Our panel has received an e-mail from a reader who is the victim of storm water accumulating on his property.
He lives on an incline, with neighbours above, below and next to him. Whenever there is a downpour, water from his neighbours and from his own property damn up against the boundary wall at the bottom of his property.
The reader is concerned that the wall may crack or fall over, or that his property may be flooded in the event of a serious downpour.
He wants to know whether he is allowed to remove a few bricks or drill holes in the wall to allow the water to drain and, if so, what if this causes damage to the neighbour’s property.
Lucille Geldenhuys from Lucille Geldenhuys Attorneys in Stellenbosch says storm water is the term that is used for excess rain water from buildings and roads. “It also includes ground and spring water.”
The basic common law principle is that an owner of a lower-lying property is obliged to receive naturally flowing water from a higher property, according to Geldenhuys.

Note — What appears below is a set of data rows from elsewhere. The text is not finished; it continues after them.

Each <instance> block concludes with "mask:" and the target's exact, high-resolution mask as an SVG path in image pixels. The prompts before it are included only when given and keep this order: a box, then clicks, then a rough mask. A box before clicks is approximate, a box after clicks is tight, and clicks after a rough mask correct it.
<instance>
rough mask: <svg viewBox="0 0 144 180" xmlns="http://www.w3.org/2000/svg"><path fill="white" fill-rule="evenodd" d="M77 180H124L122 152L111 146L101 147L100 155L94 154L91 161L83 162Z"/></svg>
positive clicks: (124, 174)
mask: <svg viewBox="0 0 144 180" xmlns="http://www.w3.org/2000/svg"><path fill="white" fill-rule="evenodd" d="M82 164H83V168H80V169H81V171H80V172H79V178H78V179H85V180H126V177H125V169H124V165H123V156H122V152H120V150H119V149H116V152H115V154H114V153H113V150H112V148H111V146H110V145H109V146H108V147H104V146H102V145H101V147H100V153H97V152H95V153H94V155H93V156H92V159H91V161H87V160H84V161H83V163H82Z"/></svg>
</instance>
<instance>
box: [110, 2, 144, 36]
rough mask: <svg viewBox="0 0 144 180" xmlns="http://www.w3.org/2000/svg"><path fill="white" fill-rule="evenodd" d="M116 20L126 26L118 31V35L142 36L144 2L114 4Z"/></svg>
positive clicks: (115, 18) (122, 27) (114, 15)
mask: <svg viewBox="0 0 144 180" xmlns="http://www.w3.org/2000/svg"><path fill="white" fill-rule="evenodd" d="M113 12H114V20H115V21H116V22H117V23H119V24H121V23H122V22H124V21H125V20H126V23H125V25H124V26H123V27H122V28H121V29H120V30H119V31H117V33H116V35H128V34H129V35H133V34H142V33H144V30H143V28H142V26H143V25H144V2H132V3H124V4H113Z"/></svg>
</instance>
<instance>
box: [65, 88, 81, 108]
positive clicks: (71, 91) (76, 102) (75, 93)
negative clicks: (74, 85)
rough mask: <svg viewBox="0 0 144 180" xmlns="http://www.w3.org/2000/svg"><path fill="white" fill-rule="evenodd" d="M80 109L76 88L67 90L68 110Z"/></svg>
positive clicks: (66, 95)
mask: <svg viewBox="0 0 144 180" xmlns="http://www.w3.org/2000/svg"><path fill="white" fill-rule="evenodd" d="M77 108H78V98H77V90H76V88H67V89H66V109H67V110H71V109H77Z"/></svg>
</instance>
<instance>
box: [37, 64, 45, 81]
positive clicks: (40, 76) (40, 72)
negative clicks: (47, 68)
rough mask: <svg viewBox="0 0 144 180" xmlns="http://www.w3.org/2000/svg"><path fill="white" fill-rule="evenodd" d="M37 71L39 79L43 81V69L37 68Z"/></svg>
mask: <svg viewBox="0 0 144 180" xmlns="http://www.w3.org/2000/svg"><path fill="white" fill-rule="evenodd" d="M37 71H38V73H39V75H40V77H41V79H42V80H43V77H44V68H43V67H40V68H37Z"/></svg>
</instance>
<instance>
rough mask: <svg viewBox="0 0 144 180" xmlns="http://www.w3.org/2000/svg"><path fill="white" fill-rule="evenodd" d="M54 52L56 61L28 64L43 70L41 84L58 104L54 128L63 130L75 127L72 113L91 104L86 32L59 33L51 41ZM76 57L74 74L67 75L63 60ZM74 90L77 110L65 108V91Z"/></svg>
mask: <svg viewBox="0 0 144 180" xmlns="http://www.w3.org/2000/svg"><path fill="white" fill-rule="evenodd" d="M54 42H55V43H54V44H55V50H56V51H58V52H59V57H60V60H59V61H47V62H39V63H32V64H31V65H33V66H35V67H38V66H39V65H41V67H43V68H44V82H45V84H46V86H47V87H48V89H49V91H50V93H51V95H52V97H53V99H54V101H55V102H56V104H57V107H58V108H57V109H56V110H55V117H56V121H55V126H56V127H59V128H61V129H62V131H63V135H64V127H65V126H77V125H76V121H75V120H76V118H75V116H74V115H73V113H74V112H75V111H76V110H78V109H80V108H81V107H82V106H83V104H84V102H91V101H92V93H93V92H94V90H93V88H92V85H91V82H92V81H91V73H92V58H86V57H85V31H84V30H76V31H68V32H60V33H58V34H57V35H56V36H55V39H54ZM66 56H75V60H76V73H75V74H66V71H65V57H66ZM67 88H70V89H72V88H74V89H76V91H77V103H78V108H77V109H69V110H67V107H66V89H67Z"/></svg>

“This principle is limited to the extent that the owner of the lower-lying property will not be obliged to accept an increased flow resulting from structures erected by the owner of the higher property.”
Geldenhuys says the Supreme Court of Appeal recently had the opportunity to consider the application of this common law principle in the context of urban properties.

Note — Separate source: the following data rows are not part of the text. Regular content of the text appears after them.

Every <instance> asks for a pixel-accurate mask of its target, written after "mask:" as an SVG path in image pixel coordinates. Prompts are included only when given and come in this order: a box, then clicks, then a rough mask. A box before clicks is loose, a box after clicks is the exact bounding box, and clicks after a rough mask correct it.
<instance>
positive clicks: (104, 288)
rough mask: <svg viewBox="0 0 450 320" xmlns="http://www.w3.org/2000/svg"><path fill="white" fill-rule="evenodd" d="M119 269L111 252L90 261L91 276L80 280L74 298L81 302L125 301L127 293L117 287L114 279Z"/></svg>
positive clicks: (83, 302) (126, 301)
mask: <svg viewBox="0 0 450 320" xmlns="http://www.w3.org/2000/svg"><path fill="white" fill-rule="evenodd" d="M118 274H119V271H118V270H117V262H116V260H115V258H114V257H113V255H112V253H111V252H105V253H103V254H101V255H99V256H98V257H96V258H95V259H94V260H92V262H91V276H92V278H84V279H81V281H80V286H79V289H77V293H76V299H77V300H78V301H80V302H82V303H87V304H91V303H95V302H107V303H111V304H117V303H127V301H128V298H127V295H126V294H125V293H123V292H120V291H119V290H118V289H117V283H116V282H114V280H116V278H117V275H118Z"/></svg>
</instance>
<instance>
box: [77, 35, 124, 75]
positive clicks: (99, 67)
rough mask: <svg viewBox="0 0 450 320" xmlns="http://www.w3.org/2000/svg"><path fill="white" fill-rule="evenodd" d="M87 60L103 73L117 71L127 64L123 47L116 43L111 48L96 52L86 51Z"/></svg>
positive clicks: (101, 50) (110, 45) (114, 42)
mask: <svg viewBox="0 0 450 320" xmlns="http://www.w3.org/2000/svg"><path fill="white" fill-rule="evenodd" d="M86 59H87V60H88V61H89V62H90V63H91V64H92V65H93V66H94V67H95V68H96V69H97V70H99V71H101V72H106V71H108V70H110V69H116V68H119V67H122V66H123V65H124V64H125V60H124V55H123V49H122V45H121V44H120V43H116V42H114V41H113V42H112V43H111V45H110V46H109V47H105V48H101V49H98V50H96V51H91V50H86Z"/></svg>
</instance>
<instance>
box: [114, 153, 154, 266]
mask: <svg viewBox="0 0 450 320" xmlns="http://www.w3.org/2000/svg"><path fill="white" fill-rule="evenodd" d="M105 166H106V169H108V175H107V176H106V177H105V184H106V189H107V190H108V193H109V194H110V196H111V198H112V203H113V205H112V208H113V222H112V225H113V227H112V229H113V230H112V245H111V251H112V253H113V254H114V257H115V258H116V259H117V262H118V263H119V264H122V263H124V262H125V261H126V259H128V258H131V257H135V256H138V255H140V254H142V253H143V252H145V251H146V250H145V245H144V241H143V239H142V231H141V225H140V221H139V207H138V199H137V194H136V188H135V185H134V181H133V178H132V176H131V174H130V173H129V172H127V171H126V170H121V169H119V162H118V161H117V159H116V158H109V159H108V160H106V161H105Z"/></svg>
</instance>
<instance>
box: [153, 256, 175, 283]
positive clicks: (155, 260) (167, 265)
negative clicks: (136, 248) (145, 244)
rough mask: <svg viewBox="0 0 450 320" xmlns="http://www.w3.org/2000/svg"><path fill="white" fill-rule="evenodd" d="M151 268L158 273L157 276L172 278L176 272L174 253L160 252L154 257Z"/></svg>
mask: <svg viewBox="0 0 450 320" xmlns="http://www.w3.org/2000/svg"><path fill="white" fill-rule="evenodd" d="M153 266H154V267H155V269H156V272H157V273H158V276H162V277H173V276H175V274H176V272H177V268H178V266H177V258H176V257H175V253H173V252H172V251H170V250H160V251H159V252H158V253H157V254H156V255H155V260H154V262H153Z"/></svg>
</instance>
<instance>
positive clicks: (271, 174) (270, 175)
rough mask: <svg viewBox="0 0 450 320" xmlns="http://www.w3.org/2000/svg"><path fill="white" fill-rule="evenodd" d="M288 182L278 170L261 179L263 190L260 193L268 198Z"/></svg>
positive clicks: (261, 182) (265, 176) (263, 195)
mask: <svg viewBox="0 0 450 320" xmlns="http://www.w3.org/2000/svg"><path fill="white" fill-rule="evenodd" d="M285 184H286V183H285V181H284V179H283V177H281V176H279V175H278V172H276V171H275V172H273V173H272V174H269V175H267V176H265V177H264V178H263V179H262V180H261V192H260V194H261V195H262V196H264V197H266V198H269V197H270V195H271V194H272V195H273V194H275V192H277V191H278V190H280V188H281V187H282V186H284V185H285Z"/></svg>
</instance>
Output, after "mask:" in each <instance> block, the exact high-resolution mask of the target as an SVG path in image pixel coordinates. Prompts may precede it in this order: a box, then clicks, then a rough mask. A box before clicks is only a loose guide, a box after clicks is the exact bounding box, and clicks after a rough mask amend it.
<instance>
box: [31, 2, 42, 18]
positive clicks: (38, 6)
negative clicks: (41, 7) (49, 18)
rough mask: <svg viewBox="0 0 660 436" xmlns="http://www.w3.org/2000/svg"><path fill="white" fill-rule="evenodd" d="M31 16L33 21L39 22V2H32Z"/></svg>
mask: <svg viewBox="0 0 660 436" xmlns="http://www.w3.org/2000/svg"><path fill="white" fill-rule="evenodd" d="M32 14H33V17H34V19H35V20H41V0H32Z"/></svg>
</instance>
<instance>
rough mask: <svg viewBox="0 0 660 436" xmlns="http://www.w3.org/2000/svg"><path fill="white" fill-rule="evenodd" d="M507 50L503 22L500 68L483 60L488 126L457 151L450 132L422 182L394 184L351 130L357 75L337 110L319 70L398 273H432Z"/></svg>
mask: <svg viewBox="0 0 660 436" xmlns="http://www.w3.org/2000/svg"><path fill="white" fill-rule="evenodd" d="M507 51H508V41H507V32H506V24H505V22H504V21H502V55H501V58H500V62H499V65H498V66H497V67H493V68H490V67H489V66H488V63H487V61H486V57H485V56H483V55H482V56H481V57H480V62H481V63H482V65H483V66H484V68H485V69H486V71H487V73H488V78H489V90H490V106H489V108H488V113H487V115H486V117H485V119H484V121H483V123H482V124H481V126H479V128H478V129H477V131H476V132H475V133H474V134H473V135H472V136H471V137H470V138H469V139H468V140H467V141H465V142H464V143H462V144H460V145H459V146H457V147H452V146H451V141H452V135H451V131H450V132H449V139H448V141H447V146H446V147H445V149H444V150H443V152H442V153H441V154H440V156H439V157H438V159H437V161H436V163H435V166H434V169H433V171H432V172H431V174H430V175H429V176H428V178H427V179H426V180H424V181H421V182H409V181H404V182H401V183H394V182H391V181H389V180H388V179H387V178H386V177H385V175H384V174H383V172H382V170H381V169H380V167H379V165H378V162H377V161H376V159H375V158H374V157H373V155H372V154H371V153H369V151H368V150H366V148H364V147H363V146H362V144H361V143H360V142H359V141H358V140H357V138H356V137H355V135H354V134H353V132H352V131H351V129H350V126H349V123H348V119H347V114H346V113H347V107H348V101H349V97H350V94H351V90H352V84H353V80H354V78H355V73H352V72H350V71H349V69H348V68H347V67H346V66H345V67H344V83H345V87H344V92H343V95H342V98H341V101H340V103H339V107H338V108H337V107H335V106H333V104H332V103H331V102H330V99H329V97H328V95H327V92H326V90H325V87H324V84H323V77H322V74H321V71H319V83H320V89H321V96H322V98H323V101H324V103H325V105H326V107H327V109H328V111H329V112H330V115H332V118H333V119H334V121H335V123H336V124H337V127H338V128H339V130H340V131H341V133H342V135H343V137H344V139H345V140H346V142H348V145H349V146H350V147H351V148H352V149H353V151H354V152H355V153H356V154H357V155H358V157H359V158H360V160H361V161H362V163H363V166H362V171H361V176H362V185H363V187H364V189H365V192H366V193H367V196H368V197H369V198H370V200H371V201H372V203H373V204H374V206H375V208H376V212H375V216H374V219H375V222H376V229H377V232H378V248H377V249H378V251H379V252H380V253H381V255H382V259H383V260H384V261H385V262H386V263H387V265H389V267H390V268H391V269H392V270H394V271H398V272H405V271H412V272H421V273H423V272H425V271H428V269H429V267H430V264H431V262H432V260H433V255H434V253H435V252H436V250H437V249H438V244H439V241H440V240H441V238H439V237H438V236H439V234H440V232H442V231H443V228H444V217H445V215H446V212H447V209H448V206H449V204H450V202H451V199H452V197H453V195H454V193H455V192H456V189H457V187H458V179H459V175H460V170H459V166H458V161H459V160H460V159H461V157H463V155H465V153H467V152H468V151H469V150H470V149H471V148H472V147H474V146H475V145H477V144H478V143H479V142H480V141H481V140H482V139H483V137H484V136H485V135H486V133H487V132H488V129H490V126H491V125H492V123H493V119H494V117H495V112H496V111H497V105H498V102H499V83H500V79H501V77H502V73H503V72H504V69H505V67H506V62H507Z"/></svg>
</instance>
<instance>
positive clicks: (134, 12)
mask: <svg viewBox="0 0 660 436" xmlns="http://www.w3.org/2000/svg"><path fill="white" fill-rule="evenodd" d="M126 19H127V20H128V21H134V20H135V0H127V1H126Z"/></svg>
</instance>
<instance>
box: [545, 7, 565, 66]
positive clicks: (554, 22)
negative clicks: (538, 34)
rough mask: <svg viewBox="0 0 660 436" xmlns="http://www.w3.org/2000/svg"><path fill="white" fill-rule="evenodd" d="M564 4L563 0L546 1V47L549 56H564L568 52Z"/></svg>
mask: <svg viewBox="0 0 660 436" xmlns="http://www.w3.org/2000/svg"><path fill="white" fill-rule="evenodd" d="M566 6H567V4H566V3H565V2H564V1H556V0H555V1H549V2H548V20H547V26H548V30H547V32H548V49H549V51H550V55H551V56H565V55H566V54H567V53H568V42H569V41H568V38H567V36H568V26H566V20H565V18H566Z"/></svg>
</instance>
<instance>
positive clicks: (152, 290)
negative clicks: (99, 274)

“The court found that the owner of a lower-lying property may not necessarily be obliged to receive storm water from a higher property.”
The court confirmed, says Geldenhuys, that the common law principle referred to above only applies to the natural flow of water and that it may well be that there is an obligation on an owner of a higher-lying property to divert the water to the street, if reasonably possible.
In essence, says Schalk van der Merwe from Rawson Properties Helderberg, this means that if the owner of a higher-lying property wants the owner of a lower property to accept his storm water, he would have to prove that the obstructed water would have flowed onto the lower property even if there were no buildings and the ground contours were not interfered with.
“Another factor that should be considered is the provisions of the town planning scheme applicable to the property in question.”
Van der Merwe says these provisions may place an obligation on the owner of the lower-lying erf to accept and permit the passage of storm water over his erf, only in the event of it being impractical for it to be drained directly to a public street.
“Such a provision would require that, where it is practical to drain storm water onto a street, the owner must do so.”
Van der Merwe says the reader would most likely therefore not be allowed to make holes in the wall or demand that his neighbour accept the storm water, unless it is impossible or impractical for him to divert the water to the street.
“The reader may also insist that the owners above him divert the flow from their erven so that the reader’s is not burdened as is currently the case.”